Engle and Lee (1999) model is even lower than that of the
GJR-GARCH, which contains fewer parameters. This suggests leverage,
which is omitted from the rugarch implementation of the R. F. Engle and Lee (1999) model, is an
important determinant of Nasdaq 100 return volatility.

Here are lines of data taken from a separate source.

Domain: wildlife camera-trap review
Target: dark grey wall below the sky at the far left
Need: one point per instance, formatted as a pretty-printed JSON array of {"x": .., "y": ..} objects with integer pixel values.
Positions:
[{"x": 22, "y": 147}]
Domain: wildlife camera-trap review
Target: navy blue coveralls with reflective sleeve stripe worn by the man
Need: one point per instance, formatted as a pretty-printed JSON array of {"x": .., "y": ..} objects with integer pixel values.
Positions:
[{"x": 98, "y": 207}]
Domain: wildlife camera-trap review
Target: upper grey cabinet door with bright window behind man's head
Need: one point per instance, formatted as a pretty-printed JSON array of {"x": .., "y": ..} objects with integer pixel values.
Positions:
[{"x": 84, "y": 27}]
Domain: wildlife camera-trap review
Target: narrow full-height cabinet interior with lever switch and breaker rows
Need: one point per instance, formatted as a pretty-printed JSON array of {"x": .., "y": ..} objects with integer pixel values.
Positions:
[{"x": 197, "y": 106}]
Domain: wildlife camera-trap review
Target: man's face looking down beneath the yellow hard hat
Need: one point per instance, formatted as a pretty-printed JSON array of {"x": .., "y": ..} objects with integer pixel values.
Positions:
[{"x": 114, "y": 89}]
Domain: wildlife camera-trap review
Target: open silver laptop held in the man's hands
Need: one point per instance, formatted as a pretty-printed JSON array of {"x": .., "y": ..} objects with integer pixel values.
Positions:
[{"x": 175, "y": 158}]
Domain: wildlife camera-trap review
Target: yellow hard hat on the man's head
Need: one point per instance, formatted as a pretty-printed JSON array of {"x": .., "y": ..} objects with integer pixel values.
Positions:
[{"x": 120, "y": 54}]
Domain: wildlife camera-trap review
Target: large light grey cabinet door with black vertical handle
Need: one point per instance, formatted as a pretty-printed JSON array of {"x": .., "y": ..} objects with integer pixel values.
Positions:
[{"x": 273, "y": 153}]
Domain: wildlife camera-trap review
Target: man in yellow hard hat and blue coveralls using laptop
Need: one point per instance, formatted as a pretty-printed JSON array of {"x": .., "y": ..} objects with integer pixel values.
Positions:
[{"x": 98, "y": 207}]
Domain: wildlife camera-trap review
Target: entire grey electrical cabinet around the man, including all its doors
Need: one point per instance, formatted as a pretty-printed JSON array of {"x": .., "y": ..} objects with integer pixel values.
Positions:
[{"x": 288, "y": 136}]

This paper illustrates how the betategarch package can be
used for the simulation, estimation and forecasting of one-component and
two-component first order Beta-Skew-t-EGARCH models. The model allows
for skewed and heavy-tailed \(t\)-distributed conditional errors, and
leverage and a time-varying long-term component in the volatility
specification. The two main functions of the package are
tegarchSim and tegarch. The first simulates
from a Beta-Skew-t-EGARCH model, either a one-component or two-component
specification, whereas the latter function estimates one. The object (a
list) returned by the second function is of class tegarch,
and a collection of S3 methods can be applied to objects from this
class: coef, fitted, logLik,
predict, print, residuals,
summary and vcov. Finally, the empirical
illustration on daily Nasdaq 100 returns provides further in-sample
evidence in favour of the Beta-Skew-t-EGARCH model.